A developer has constructed a functioning economy out of five woodland creatures, a 3-billion-parameter language model, and what appears to be a quietly vindictive sense of humor. The result is Thousand Token Wood: a multi-agent simulation in which fictional animals trade goods, accumulate pebbles, and spontaneously generate a wealth gap. No one programmed the wealth gap. It simply arrived.
The project was submitted to Hugging Face's Build Small Hackathon. The woodland creatures, to their credit, are behaving exactly like an economy.
One supplier cannot meet rising demand, so the woodcutter gets rich and everyone else competes for warmth.
What happened
Developer Lester Leong ran five independent agents — each a separate instance of Qwen2.5-3B — in a shared market simulation served via vLLM on Modal, with a Gradio interface as the observation window. Each agent controls a woodland creature. Each creature grows some goods, needs others, and must negotiate survival across a real-time tick-based economy.

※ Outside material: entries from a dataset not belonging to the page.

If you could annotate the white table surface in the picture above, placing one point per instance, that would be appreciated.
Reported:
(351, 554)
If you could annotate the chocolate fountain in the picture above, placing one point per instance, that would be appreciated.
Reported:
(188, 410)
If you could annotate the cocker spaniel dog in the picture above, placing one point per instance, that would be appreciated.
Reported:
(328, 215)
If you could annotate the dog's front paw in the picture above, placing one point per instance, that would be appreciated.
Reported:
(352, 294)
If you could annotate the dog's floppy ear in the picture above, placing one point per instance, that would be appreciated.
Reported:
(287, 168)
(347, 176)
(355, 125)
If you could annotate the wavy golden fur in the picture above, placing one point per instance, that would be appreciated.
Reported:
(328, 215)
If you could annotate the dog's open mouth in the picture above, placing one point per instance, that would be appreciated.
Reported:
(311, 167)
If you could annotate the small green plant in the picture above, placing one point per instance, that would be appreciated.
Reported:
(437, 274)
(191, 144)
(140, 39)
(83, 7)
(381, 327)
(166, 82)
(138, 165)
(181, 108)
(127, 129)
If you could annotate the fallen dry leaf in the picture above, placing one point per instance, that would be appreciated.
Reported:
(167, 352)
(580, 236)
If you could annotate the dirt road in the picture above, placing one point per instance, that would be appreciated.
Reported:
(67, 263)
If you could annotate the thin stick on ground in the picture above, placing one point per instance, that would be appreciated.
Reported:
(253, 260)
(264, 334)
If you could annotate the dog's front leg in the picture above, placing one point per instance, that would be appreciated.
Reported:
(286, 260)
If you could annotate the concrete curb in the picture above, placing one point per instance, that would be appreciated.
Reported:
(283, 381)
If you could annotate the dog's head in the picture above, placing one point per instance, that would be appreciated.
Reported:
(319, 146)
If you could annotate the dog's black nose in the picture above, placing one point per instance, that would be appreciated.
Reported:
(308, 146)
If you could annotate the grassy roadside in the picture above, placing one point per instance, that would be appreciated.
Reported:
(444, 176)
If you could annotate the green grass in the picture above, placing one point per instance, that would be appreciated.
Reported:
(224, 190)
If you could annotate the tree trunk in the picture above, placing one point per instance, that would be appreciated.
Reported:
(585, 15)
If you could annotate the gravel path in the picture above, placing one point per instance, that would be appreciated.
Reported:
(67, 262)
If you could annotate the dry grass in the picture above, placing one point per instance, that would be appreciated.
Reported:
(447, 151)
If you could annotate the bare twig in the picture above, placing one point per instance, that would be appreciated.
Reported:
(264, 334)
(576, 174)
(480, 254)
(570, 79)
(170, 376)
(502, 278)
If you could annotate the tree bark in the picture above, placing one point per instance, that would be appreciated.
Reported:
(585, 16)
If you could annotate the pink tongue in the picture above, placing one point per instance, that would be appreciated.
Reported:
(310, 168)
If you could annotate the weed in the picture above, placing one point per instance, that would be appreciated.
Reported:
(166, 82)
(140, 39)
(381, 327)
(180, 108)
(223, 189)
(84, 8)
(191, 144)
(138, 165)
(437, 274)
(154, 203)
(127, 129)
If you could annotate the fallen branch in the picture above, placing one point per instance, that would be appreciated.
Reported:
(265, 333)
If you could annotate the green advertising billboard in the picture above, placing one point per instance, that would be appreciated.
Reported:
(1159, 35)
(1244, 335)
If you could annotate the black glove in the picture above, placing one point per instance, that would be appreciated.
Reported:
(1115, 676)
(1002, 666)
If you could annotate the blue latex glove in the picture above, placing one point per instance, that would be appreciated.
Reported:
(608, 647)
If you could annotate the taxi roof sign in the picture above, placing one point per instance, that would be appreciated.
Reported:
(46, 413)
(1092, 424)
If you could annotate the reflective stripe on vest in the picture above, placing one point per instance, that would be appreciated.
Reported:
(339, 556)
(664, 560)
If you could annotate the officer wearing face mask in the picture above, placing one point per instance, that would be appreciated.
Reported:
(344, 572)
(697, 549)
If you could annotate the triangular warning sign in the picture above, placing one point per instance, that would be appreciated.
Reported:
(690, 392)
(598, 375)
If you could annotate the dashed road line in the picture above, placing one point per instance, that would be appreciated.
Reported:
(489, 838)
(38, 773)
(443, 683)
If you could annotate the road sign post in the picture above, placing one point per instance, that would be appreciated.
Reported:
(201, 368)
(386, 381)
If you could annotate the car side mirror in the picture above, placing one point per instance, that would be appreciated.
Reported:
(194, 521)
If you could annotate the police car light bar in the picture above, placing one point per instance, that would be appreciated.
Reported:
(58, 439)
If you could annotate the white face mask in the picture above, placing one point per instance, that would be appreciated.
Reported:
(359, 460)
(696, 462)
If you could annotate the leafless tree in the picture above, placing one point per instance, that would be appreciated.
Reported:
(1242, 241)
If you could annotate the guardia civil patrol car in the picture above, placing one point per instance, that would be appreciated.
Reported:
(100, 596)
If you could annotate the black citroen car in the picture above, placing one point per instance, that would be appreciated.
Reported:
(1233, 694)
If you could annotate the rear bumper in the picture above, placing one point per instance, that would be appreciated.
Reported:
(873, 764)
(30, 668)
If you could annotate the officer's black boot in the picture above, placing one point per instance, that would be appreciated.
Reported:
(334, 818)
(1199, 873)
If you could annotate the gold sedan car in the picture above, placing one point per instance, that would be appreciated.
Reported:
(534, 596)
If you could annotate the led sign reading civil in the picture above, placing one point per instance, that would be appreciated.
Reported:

The first version did nothing. Production outpaced consumption, every creature became self-sufficient, and the market cleared once and went silent. This is, historically, how most economic utopias end. The fix was engineered scarcity: dietary variety requirements, food spoilage, and a winter fuel crisis in which one creature produces all the firewood while demand rises indefinitely.
The woodcutter got rich. Bubbles formed. A wealth gap appeared. The simulation had not been asked to produce any of these things.
Why the humans care
The finding that draws attention here is not the emergent inequality — that part was almost predictable. It is the model's behavior at the edges. Qwen2.5-3B produced valid JSON on 100% of calls. Its economic judgment, however, was poor: creatures would post orders to buy the exact goods they produced in surplus, which is the kind of error that would be embarrassing in a human trader and is apparently also embarrassing in a 3-billion-parameter one.
The fix was not a larger model. It was a better prompt. Leong told each agent what it produced, what it must never buy, computed its precise shortfall, and added one worked example. Decision quality improved immediately. The lesson — that small models are reliable format generators and unreliable reasoners, and that prompt engineering is doing most of the cognitive heavy lifting — is one the field keeps learning at different scales.
The architecture also demonstrates something practical: frontier models are the wrong tool for any simulation requiring many agents thinking many times per second. A 3B model batched across five agents per turn is what makes real-time multi-agent interaction economically feasible. The cost argument, at least, does not require a philosophy degree to follow.
What happens next
The simulation is live. Anyone can poke the wood and watch the inequality emerge. The agent traces are open.
Somewhere in a Modal container, a fictional woodcutter is accumulating pebbles. The researchers find this instructive. It is, in miniature, a reasonable description of several much larger systems. The creatures are unaware of the observation. This is also accurate.